10/11/2015

Istighiamo al suicidio? ProVita denuncia!

Abbiamo dato notizia (qui) a fine ottobre che ProVita ha deciso di ricorrere all’autorità giudiziaria contro chi ha gratuitamente insultato il presidente della nostra Associazione, Toni Brandi.

Una cosa è la critica, anche dura; altra cosa è l’offesa gratuita.

Ora l’episodio è ancora più grave: ProVita e, in particolare, uno dei membri della redazione, sono stati pesantemente diffamati da uno dei più attivi siti LGBT. Su quel sito si trovano tanti articoli su ProVita: sconcertanti per la superficialità delle analisi, e il basso livello delle critiche, nonché, qualche volta, per le semplici falsità e le espressioni di intolleranza.

Tutto questo siamo disposti a tollerare: auspicheremmo una discussione più seria su temi così importanti come quelli che trattiamo di solito, senza cadute di stile, senza parole che oltrepassano il diritto di critica per sfociare nell’ingiuria senza senso.
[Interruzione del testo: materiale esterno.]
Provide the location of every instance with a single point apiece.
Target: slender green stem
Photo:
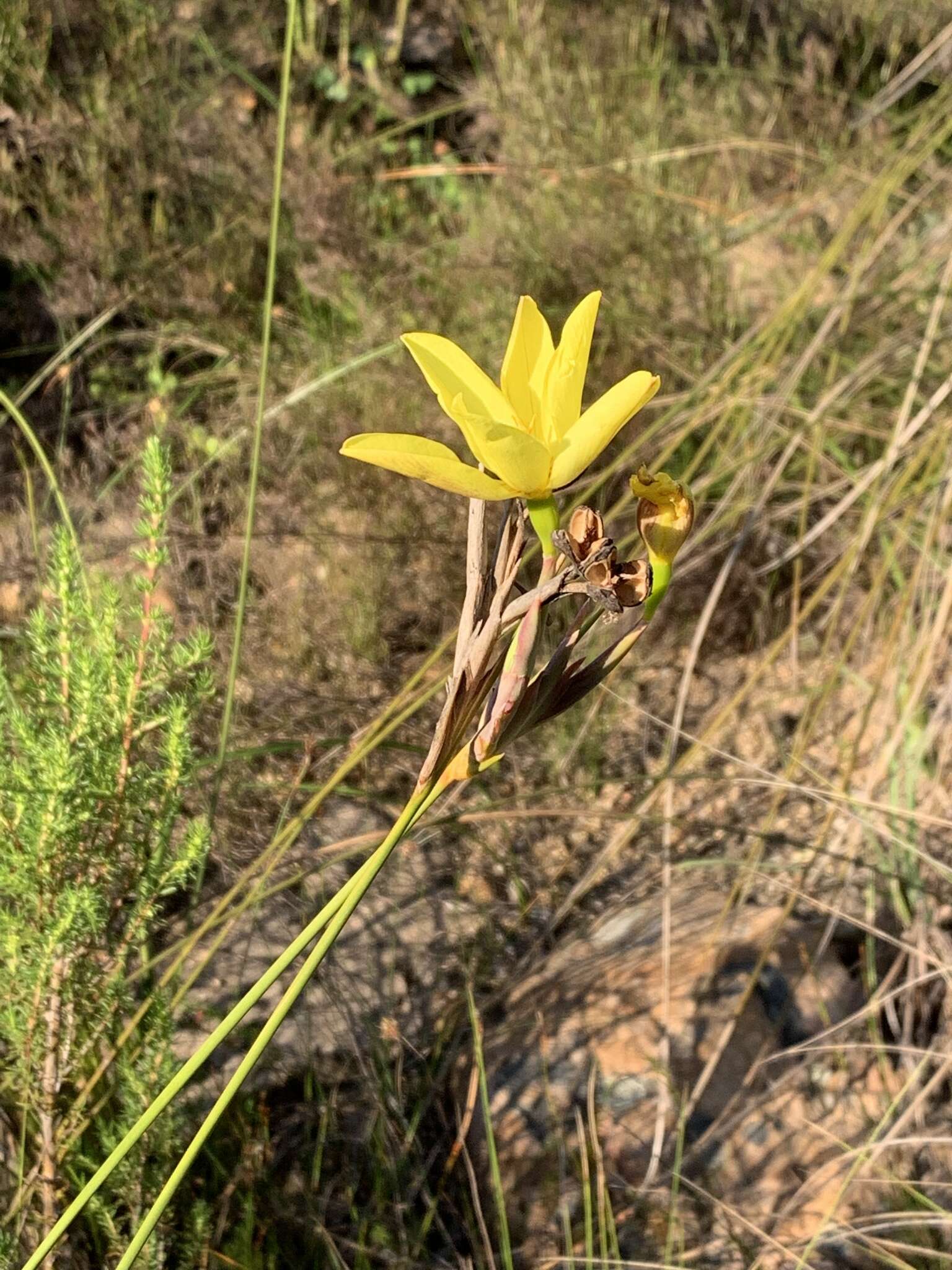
(660, 579)
(358, 888)
(361, 881)
(41, 456)
(268, 304)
Da parte nostra abbiamo sempre cercato di esporre le ragioni dietro la nostra posizione, a volte esercitando una critica vigorosa nei confronti della controparte, ma il nostro “attacco” è diretto verso le idee, non verso le persone.

Dispiace quindi apprendere che nell’altro schieramento non si intenda il diritto di critica allo stesso modo. Come già detto, cerchiamo di essere pazienti e tolleranti, anche quando gli attacchi contro di noi esprimono un’intolleranza tanto più sorprendente che proviene da quegli stessi ambienti che fanno gran parlare di “democrazia”, “accettazione delle diversità”, “libertà di espressione”, e così via.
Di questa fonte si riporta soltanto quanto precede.